I was a little hasty in my "no deaths" comment, I found a Harlie in the floating plants when doing the water change, don't think it had been there too long 
Still think there is something amiss one barb not looking great, breathing really heavily and pretty stationery pointing downwards, and another Harlie isn't looking great either 
The rest look OK and behaving normally.
Tap water, tank water and tap water with fluval added, all hover slightly between 0ppm and 0.25ppm, which is how it's always been, and using the ammonia calculator Sue gave me in one of my very first post suggests ammonia is OK, giving NH3 concentration of 0.0088ppm.
Given I can't see any outward sign of disease, (apart from the rapid breathing) I'm thinking I should just leave them where they are opposed to using the hospital tank?
Sorry to read about your harley and that another isn't looking great. I agree that, with no outward sign of disease other than rapid breathing, it's probably best to leave them where they are.
Back in connection with @jaypeepcee's comment in #18 in this thread which precipitated my piggybacking on your thread,
These unexplained deaths really got me thinking - particularly as it happened following a water change. I'm wondering if the chloramine level in the tap water was higher than normal. So, although @Lynne W almost certainly treated her tap water with a dechlorinator, it may have removed chlorine but failed to fully remove the ammonia component of chloramine.

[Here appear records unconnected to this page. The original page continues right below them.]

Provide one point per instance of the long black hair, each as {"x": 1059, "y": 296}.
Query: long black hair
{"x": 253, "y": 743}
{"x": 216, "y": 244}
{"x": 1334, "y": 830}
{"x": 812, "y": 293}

, I've had a look at your Fluval Water Conditioner online and indeed I see that it's very similar to the issue I'm talking about re API Tap Water Conditioner - basically it has the same claims with regard to addressing chloramine, you and I both find that our ammonia readings are next-to-none (I found the thread containing the ammonia calculator plus your result, and my own result is below), but apparently in spite of these claims on the product and our own test reading results indicating no ammonia, ammonia
is actually released and only an ammonia detoxifier will address this. It seems rather absurd that products such as these are manufactured but wouldn't address this aspect. Therefore, following JPC's very helpful advice, I've contacted API to find out whether the Tap Water Conditioner actually removes free ammonia and ammonium from tap water that has undergone chloramine treatment by the water supplier, and await their response (their 24-hour turnaround mustn't apply to weekends). Realising that the issue was likely the same for you, I've taken the liberty of also contacting Fluval about its Water Conditioner product and with the very same query.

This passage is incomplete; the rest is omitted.